- On the cover of The Ladder, January 1966
- Born: September 26, 1937 Hamburg, Germany
- Died: June 27, 2023 (aged 85)
- Known for: The Mattachine Society

= Lilli Vincenz =

American gay rights activist (1937–2023)

Lilli Vincenz (September 26, 1937 – June 27, 2023) was a German-born American lesbian activist and the first lesbian member of the gay political activist effort, the Mattachine Society of Washington (MSW).

Vincenz served as the editor of the organization's newsletter and in 1969, along with Nancy Tucker, created the independent newspaper, the Gay Blade, which later became the Washington Blade.

Vincenz invited women to meet every week at her home in Arlington County, Virginia in the Columbia Heights West neighborhood from 1971 to 1979 to create a safe venue for gay women to discuss gay activism and other lesbian-related issues, and her home became known as the Gay Women's Open House (GWOH).
These meetings became the Gay Women's Alternative. The weekly gatherings allowed lesbians, bisexuals, and women questioning their sexuality to meet in comfort and safety. She described her decision in an interview:

I decided to have women come into our home every week for seven years, and it just become an establishment. And it was wonderful to have them come, and we had musicians come ... lots of women who didn't know where to go, they didn't want to go to the bars, they just wanted to be in a place that was safe, so we provided that.
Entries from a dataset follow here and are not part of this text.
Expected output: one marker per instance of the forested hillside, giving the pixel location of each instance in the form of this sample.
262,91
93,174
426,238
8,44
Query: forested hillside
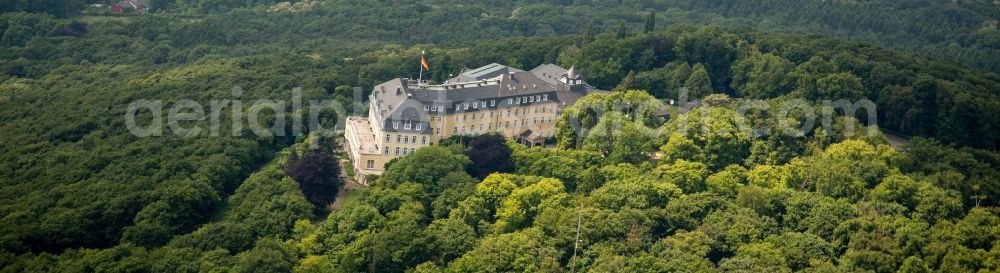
80,193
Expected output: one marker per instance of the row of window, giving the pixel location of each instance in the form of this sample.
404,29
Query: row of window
406,139
408,125
507,124
482,104
399,151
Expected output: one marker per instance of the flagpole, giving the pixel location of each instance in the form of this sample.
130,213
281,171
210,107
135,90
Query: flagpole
420,78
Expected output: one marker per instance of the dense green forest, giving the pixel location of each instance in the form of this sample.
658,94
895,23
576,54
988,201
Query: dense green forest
80,193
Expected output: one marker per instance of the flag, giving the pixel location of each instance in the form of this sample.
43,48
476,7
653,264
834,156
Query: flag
423,61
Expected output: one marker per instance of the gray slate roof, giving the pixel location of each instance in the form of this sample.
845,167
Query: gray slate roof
403,99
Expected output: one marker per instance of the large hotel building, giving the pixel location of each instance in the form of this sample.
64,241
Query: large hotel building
405,114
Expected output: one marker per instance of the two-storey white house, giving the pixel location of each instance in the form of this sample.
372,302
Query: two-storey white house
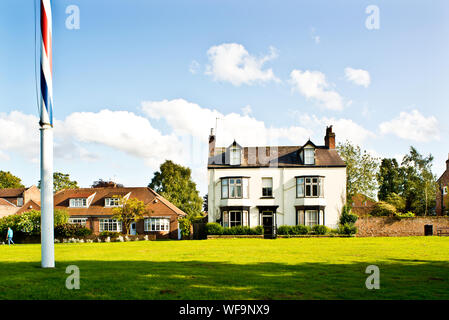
277,185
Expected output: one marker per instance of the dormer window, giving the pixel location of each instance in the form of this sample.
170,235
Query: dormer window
78,203
236,155
111,202
309,156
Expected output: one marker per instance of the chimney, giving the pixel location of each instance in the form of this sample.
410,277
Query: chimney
329,139
211,143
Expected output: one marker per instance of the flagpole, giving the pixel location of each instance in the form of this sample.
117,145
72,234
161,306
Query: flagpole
46,133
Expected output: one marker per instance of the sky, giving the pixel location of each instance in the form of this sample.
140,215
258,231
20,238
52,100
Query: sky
138,82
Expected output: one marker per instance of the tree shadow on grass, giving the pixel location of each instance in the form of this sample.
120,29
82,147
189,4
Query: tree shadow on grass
399,279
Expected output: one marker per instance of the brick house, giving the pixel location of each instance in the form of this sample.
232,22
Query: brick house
16,201
92,208
442,201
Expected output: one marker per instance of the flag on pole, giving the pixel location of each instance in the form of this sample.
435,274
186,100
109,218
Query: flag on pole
46,115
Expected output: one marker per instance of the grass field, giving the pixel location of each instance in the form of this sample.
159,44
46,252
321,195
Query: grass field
310,268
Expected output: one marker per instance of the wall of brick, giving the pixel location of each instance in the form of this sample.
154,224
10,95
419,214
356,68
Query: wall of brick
393,227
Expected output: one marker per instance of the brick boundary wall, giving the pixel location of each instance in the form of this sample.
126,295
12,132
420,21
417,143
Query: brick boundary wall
394,227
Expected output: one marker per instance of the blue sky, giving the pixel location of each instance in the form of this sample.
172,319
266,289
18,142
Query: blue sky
143,81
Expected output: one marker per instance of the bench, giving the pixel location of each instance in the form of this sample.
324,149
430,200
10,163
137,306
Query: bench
443,231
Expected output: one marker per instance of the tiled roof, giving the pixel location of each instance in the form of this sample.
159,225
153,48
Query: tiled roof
10,193
97,208
282,156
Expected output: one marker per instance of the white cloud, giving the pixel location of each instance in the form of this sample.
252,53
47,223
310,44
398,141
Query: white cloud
412,126
247,110
187,118
231,62
313,85
194,67
126,132
345,129
359,77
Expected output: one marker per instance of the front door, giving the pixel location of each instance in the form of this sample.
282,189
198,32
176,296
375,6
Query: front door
269,228
132,229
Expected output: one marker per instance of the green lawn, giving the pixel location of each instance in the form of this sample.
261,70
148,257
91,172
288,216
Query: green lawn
310,268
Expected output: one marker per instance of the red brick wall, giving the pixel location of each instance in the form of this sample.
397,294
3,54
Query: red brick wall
393,227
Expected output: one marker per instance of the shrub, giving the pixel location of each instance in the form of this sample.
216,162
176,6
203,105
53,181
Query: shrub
69,230
396,201
214,228
185,225
284,230
110,234
401,215
347,229
319,229
300,229
346,216
382,209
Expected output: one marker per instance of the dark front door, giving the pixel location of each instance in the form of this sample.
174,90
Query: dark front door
269,228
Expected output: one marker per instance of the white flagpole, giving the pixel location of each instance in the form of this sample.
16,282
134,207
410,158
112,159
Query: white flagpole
46,132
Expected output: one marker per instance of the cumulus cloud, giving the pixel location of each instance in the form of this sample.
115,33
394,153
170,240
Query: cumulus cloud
232,63
126,132
313,85
345,129
412,126
189,118
359,77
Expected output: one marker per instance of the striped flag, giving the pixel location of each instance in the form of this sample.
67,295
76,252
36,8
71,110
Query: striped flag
46,116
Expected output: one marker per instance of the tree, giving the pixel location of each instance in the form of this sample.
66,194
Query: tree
361,170
8,180
205,203
129,211
420,184
174,182
61,181
100,183
390,178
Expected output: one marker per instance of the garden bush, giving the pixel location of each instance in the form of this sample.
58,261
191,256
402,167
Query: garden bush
319,229
348,229
70,230
214,228
383,209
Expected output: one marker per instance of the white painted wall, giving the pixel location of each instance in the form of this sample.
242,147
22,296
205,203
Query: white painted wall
284,192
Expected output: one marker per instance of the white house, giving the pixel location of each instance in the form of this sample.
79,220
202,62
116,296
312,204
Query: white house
283,185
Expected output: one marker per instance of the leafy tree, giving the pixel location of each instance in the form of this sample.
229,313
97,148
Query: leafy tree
361,169
8,180
100,183
390,178
420,184
174,182
205,203
61,181
129,211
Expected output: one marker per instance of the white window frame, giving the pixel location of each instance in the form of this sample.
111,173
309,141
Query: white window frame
267,185
309,156
236,156
78,203
110,225
112,202
311,221
80,221
157,224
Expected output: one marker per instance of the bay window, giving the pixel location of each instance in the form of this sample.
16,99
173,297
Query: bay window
234,188
110,225
309,187
157,224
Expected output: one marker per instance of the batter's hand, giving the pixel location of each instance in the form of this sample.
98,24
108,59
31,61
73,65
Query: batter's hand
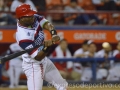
48,43
55,38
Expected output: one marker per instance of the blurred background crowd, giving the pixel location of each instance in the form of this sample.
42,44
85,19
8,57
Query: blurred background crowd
78,12
67,13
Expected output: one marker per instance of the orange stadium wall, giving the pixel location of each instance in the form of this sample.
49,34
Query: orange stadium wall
74,35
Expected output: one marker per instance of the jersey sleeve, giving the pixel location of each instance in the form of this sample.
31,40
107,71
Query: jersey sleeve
27,44
41,20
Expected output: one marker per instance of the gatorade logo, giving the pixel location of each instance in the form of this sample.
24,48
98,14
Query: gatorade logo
117,36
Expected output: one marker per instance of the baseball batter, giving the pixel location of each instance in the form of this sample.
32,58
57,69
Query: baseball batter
36,65
15,65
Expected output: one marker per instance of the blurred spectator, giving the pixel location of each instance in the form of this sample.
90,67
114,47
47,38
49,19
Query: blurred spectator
81,53
87,71
76,19
15,66
118,4
109,5
5,18
98,4
114,72
106,52
51,3
16,3
62,51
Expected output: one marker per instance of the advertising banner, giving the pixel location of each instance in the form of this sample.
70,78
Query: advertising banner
72,36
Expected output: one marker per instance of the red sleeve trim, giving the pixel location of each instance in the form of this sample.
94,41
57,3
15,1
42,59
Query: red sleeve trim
25,40
33,51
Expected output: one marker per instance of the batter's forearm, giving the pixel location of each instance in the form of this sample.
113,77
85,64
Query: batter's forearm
42,53
40,56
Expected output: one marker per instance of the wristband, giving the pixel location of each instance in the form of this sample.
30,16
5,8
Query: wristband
45,49
53,32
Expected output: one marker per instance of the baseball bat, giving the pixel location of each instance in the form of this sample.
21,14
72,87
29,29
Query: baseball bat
14,55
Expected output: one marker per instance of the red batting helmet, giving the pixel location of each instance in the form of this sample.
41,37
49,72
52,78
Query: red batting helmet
24,10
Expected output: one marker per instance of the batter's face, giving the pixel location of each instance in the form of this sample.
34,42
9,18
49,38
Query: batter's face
63,45
27,20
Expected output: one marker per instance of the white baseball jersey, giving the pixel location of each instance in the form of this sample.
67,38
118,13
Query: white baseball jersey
30,37
101,53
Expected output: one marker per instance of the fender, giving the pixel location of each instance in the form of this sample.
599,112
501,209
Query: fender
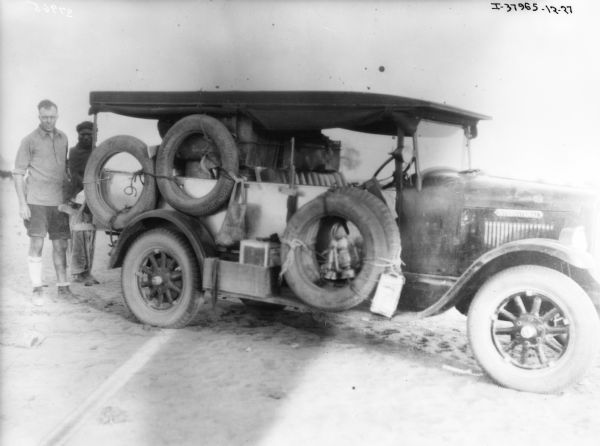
193,229
545,247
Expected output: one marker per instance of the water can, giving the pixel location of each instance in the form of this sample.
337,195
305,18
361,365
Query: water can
387,294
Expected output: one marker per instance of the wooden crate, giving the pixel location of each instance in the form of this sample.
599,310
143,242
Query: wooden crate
237,278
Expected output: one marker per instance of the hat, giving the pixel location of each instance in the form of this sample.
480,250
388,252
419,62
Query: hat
85,125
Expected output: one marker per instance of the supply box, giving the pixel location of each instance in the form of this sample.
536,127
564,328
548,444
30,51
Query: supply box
260,253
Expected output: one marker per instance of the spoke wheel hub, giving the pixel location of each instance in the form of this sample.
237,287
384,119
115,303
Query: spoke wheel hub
530,331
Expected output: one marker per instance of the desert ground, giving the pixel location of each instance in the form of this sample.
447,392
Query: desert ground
87,373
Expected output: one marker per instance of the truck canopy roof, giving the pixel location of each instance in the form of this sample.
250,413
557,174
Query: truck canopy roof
288,111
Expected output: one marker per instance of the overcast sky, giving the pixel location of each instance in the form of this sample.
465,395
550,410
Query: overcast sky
535,73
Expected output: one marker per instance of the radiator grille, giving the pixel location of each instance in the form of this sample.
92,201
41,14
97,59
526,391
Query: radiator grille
498,232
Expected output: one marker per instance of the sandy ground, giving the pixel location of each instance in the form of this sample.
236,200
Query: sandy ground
89,374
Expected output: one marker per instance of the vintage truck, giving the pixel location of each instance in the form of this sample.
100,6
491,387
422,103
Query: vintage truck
246,198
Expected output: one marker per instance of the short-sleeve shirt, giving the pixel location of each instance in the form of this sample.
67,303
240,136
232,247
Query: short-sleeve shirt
42,157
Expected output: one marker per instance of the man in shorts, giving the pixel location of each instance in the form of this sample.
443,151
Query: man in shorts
39,176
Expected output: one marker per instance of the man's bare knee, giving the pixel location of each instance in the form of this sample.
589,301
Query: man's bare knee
36,244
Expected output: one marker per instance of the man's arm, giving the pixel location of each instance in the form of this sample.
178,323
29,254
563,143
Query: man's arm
21,166
19,181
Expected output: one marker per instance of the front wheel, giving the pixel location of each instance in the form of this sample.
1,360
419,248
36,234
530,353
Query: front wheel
160,278
533,329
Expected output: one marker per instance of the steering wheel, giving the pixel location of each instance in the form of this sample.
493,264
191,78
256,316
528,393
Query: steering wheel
389,184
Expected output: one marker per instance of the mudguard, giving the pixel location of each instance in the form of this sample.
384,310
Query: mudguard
192,228
546,247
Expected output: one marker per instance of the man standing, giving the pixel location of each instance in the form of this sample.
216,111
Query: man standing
39,176
83,232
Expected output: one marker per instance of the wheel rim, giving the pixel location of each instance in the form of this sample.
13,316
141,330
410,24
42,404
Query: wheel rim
530,330
160,280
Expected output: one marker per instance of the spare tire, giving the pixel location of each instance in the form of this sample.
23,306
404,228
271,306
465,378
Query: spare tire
215,131
371,218
103,211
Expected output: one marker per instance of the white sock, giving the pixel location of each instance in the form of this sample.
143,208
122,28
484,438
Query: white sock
35,270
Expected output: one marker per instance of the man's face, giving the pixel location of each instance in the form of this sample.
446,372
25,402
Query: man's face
85,139
48,117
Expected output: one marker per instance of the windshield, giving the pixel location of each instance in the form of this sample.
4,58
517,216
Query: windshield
441,146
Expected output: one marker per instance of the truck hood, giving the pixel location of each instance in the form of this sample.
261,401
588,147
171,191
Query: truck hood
481,190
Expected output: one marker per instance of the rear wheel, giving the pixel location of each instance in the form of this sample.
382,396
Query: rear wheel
160,278
534,329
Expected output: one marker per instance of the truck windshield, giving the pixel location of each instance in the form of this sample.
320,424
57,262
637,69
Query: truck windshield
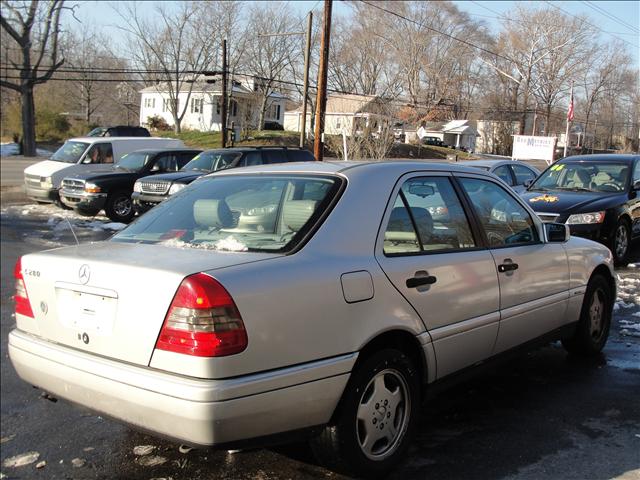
212,161
70,152
264,213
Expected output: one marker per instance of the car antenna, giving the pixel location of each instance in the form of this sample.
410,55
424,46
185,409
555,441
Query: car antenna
71,228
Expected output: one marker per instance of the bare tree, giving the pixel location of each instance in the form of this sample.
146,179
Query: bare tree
174,44
269,57
35,27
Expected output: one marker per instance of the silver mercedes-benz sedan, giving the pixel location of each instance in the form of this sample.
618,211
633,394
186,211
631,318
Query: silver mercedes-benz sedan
317,298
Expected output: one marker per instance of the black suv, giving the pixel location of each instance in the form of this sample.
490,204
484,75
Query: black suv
91,192
150,191
119,131
598,196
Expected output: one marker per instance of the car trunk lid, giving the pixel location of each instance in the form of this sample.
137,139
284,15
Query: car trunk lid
111,298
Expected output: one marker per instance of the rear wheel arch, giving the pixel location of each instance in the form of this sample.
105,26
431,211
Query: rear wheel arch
401,340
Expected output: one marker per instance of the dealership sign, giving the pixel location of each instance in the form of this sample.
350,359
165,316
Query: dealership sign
526,147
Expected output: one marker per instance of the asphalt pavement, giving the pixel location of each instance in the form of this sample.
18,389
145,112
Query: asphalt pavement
544,415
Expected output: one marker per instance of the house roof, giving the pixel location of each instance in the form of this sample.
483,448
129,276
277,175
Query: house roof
350,104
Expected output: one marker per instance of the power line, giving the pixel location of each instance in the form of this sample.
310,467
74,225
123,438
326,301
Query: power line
585,21
611,16
453,37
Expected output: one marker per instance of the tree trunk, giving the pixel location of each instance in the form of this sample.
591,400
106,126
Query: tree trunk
28,121
263,108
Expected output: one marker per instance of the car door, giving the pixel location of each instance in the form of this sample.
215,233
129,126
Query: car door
433,257
533,275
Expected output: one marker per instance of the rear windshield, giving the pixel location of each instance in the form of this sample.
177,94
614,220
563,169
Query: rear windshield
70,152
212,161
266,213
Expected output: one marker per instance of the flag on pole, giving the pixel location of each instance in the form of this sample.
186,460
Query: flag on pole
570,111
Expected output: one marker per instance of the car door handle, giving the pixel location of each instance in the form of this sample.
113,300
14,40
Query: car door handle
420,281
507,267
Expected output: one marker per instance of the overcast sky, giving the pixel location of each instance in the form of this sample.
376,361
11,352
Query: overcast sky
93,14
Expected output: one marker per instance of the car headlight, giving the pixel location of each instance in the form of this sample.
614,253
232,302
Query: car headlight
586,218
176,187
91,188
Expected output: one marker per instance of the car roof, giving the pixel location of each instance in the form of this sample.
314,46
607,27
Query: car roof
166,150
341,167
604,157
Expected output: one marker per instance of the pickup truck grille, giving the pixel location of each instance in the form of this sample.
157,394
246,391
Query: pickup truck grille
72,185
32,180
547,217
158,187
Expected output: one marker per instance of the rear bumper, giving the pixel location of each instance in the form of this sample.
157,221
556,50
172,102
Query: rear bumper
190,410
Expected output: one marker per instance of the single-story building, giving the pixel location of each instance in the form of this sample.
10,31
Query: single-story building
204,107
347,113
455,133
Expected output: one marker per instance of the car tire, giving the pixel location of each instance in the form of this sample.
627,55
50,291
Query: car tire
358,440
620,243
119,207
593,326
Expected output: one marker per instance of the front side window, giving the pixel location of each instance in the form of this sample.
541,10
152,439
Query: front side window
427,216
269,213
70,152
505,221
134,162
100,153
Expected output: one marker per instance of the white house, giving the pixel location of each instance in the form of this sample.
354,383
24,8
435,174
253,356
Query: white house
204,104
344,112
455,133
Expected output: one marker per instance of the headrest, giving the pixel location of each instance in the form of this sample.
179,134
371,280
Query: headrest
295,213
212,213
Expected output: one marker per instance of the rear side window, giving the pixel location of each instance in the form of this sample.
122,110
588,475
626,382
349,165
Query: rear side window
503,173
300,156
427,216
523,174
505,221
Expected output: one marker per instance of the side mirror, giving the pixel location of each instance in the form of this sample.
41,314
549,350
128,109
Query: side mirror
557,232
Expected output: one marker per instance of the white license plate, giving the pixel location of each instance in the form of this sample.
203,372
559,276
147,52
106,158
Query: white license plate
86,311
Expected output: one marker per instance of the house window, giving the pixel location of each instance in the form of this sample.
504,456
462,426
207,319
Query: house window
196,105
166,103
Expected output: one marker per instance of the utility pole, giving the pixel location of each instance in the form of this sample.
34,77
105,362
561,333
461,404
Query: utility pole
223,110
321,100
307,55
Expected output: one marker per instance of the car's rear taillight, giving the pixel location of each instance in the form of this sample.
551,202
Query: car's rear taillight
203,320
23,307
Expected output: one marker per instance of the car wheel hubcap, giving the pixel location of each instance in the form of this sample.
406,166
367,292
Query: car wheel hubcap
622,241
383,414
122,207
596,314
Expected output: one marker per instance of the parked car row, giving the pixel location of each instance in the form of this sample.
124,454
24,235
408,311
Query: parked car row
124,175
320,299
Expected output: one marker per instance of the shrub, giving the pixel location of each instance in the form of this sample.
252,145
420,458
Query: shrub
156,122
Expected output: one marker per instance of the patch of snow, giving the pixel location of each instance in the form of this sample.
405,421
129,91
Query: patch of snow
21,460
151,460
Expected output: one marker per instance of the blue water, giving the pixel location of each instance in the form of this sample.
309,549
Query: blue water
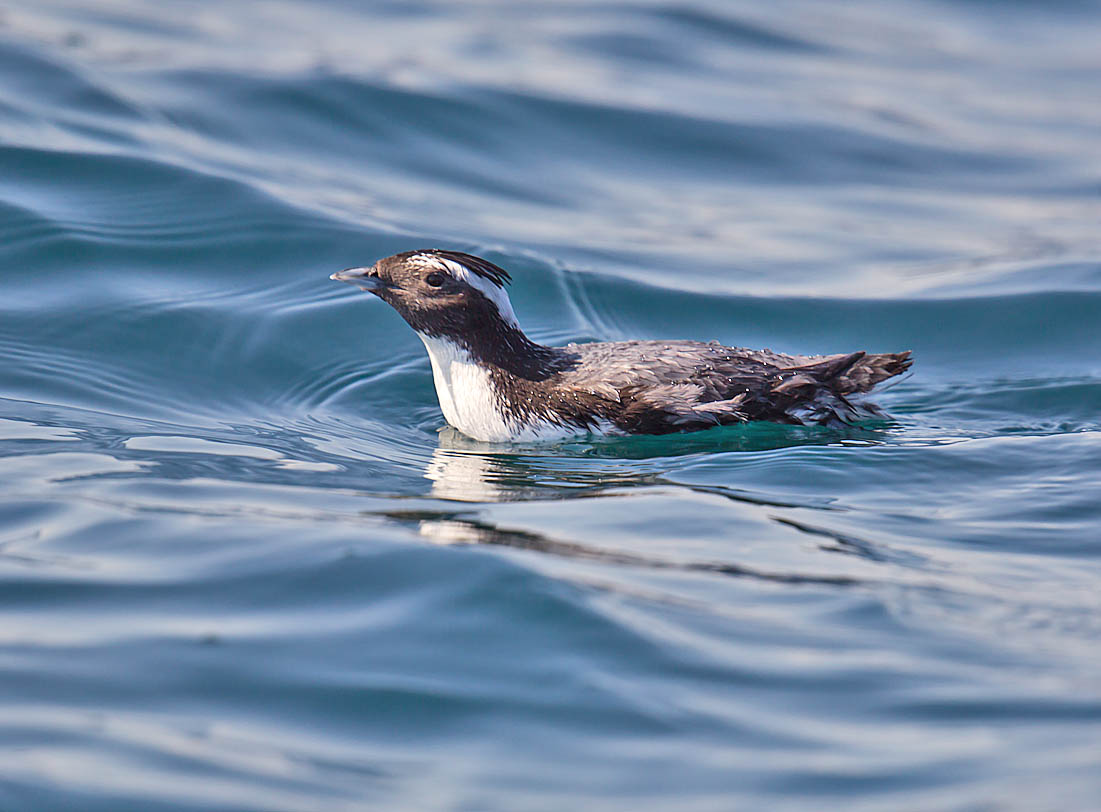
242,569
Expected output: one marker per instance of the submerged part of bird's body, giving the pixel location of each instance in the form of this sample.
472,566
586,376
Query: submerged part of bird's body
496,384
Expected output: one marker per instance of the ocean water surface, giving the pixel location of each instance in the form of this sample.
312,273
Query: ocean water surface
243,566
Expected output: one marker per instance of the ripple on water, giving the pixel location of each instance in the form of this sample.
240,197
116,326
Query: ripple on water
241,568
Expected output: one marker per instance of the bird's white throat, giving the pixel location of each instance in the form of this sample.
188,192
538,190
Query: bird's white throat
471,403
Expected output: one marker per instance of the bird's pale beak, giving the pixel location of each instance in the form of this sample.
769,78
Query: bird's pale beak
364,278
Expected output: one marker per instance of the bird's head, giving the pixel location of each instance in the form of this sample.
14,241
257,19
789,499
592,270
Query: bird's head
440,294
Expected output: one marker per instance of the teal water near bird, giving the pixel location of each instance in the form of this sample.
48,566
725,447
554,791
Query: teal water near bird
246,566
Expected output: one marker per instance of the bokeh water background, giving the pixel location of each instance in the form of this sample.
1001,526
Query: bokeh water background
240,569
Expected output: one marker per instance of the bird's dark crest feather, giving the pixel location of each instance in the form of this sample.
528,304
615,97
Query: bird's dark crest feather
483,267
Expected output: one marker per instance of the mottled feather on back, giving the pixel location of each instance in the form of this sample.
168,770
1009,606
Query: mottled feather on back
662,386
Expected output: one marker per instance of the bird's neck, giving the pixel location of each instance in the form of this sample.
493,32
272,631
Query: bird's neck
499,346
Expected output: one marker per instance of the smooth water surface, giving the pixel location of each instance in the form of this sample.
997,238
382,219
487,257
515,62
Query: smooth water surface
243,569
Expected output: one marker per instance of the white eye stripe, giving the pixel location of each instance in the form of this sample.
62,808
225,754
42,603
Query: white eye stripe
494,294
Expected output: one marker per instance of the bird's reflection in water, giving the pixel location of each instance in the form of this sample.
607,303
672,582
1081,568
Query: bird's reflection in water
467,471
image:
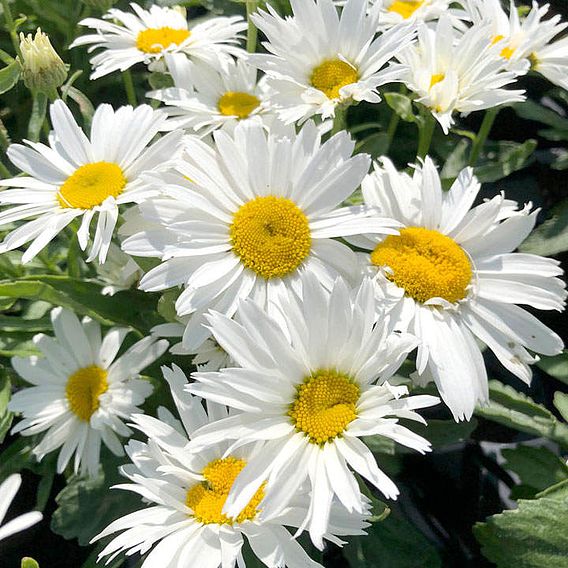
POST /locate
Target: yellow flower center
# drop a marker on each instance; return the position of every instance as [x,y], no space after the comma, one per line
[425,263]
[84,387]
[207,499]
[155,40]
[271,235]
[506,52]
[90,185]
[237,104]
[333,74]
[325,405]
[436,78]
[405,8]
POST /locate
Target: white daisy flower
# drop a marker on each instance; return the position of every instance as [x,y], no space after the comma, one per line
[458,279]
[452,72]
[526,43]
[185,524]
[262,210]
[204,99]
[397,11]
[8,489]
[82,392]
[306,389]
[80,177]
[147,35]
[319,60]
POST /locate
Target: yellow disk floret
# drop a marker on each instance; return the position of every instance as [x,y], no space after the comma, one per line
[426,263]
[333,74]
[84,387]
[271,235]
[237,104]
[155,40]
[436,78]
[90,185]
[207,499]
[325,405]
[405,8]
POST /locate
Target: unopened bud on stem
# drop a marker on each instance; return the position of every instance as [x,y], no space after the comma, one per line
[42,69]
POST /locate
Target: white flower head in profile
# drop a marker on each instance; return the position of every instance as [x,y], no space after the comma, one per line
[147,35]
[458,279]
[204,99]
[260,210]
[526,43]
[310,385]
[185,524]
[82,392]
[79,177]
[319,59]
[8,489]
[395,12]
[453,72]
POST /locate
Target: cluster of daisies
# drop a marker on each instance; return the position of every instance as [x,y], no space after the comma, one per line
[297,310]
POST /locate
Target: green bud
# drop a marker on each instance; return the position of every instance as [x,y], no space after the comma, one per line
[42,69]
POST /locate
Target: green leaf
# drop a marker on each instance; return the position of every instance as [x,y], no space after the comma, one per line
[561,403]
[392,543]
[509,157]
[443,433]
[375,144]
[556,366]
[552,236]
[402,105]
[5,394]
[9,76]
[517,411]
[530,110]
[532,536]
[456,161]
[37,118]
[86,107]
[537,468]
[86,506]
[132,308]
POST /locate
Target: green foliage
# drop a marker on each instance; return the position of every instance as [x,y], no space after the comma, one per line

Gay and Proud, a 1970 film by Vincenz documenting the first Christopher Street Liberation Day

Vincenz was the only self-identified lesbian to participate in the second White House picket with Frank Kameny in 1965. A January 1966 photograph of Vincenz, taken by Kay Lahusen, appeared on the cover of the lesbian magazine The Ladder, making her the first woman with her face showing to do so. In 1972, Vincenz and Kameny headed one of the first LGBTQ+ fundraising groups for a presidential candidate, Gay Citizens for McGovern.

Vincenz made an appearance on PBS' David Susskind Show in 1971, along with six other lesbians, including Barbara Gittings and Barbara Love. They were among the first open lesbians to appear on television in the US, and debated long-held stereotypes about gays with Susskind. Vincenz and Gittings had also appeared on the Phil Donahue show in 1970.

In 2013, her papers, films, and other memorabilia were donated to the Library of Congress.

Vincenz died on June 27, 2023, at the age of 85.